Consistency and the quantified constraint satisfaction problem
Abstract
Constraint satisfaction is a very well studied and fundamental artificial intelligence technique.
Various forms of knowledge can be represented with constraints, and reasoning techniques from
disparate fields can be encapsulated within constraint reasoning algorithms. However, problems
involving uncertainty, or which have an adversarial nature (for example, games), are difficult to
express and solve in the classical constraint satisfaction problem. This thesis is concerned with
an extension to the classical problem: the Quantified Constraint Satisfaction Problem (QCSP).
QCSP has recently attracted interest. In QCSP, quantifiers are allowed, facilitating the expression
of uncertainty.
I examine whether QCSP is a useful formalism.

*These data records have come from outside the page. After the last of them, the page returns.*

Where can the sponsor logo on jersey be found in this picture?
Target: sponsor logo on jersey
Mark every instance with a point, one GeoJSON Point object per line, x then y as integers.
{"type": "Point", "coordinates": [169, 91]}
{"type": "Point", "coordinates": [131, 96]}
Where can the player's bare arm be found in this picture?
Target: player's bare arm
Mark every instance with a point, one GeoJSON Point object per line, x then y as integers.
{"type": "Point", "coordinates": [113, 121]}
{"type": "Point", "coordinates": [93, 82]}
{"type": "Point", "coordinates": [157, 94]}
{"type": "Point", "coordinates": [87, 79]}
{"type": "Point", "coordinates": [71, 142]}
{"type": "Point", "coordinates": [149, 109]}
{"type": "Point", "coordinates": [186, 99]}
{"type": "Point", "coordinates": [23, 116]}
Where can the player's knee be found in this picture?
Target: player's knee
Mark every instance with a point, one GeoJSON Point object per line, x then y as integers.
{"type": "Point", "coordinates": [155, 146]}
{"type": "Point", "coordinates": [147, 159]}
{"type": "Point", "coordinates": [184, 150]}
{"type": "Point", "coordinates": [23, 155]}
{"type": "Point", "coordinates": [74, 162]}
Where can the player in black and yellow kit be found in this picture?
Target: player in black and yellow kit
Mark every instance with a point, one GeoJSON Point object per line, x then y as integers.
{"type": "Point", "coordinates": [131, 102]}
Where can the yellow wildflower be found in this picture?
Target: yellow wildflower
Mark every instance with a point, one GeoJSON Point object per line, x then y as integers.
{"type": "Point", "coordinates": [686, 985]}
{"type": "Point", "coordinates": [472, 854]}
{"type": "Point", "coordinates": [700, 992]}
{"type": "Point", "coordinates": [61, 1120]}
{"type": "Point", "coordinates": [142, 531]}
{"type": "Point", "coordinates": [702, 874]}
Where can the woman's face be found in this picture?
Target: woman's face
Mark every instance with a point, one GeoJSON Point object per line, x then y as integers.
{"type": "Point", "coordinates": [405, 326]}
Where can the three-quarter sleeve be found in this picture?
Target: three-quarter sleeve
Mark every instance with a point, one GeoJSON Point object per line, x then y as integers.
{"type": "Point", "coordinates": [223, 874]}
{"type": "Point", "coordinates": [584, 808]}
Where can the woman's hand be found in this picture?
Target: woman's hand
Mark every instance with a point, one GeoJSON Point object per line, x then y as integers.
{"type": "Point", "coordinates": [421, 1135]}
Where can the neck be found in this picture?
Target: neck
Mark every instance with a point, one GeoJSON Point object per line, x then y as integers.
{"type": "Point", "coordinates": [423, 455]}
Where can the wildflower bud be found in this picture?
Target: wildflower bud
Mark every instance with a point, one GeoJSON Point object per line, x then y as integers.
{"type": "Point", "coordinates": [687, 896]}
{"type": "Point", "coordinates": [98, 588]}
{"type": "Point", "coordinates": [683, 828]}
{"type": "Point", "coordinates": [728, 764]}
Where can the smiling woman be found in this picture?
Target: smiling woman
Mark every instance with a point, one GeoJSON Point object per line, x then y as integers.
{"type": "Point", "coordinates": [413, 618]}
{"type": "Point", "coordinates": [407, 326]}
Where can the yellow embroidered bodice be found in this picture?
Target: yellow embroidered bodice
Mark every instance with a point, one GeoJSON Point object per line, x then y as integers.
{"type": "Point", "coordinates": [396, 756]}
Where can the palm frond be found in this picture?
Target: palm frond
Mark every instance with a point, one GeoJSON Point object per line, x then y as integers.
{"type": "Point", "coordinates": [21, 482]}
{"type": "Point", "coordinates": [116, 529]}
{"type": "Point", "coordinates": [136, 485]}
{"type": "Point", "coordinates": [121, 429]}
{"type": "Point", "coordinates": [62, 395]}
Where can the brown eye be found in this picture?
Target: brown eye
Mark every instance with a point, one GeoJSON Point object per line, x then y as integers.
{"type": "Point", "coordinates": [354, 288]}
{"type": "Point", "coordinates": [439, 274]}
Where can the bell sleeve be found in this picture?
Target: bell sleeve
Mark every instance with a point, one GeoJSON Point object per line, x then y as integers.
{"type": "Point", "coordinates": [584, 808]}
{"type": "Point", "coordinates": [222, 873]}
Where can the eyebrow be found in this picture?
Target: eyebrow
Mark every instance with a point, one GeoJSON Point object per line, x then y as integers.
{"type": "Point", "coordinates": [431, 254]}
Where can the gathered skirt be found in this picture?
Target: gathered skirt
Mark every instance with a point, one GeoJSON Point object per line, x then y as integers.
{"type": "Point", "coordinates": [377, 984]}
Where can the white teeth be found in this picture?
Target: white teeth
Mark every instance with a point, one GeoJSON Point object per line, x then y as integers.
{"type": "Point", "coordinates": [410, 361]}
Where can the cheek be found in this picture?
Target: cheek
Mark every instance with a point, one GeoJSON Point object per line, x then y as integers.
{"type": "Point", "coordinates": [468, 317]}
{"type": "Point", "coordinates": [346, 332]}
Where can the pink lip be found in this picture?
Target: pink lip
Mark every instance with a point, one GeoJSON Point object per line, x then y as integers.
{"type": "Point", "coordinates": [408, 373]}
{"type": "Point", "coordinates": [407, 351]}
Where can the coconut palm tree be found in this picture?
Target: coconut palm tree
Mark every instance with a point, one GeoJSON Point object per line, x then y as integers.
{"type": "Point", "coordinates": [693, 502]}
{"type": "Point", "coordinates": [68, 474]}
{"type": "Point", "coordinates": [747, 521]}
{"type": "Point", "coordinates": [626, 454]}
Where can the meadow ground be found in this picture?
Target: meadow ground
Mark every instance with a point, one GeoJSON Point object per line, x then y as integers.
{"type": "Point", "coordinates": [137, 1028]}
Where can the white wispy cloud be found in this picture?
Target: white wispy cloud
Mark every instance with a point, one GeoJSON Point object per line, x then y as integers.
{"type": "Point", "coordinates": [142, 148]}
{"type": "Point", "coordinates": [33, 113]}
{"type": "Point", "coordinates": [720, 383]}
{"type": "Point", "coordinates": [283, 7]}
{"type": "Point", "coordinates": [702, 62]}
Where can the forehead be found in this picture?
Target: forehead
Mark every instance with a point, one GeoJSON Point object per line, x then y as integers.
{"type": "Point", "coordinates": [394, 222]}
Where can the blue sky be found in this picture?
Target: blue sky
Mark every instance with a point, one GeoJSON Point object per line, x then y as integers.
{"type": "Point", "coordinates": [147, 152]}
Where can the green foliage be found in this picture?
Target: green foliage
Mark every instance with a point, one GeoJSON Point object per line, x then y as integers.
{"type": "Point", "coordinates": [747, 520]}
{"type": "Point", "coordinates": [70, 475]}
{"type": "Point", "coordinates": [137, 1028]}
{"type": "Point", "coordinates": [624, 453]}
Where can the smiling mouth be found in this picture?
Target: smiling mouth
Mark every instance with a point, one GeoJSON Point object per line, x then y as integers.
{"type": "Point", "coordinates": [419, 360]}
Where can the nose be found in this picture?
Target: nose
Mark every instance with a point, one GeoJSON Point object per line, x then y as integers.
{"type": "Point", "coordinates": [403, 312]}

This divides into two questions: whether
QCSP can be solved efficiently; and whether realistic problems can be represented in QCSP. In
attempting to answer these questions, the main contributions of this thesis are the following:
- the definition of two new notions of consistency;
- four new constraint propagation algorithms (with eight variants in total), along with empirical evaluations;
- two novel schemes to implement the pure value rule, which is able to simplify QCSP instances;
- a new optimization algorithm for QCSP;
- the integration of these algorithms and techniques into a solver named Queso;
- and the modelling of the Connect 4 game, and of faulty job shop scheduling, in QCSP.
These are set in context by a thorough review of the QCSP literature.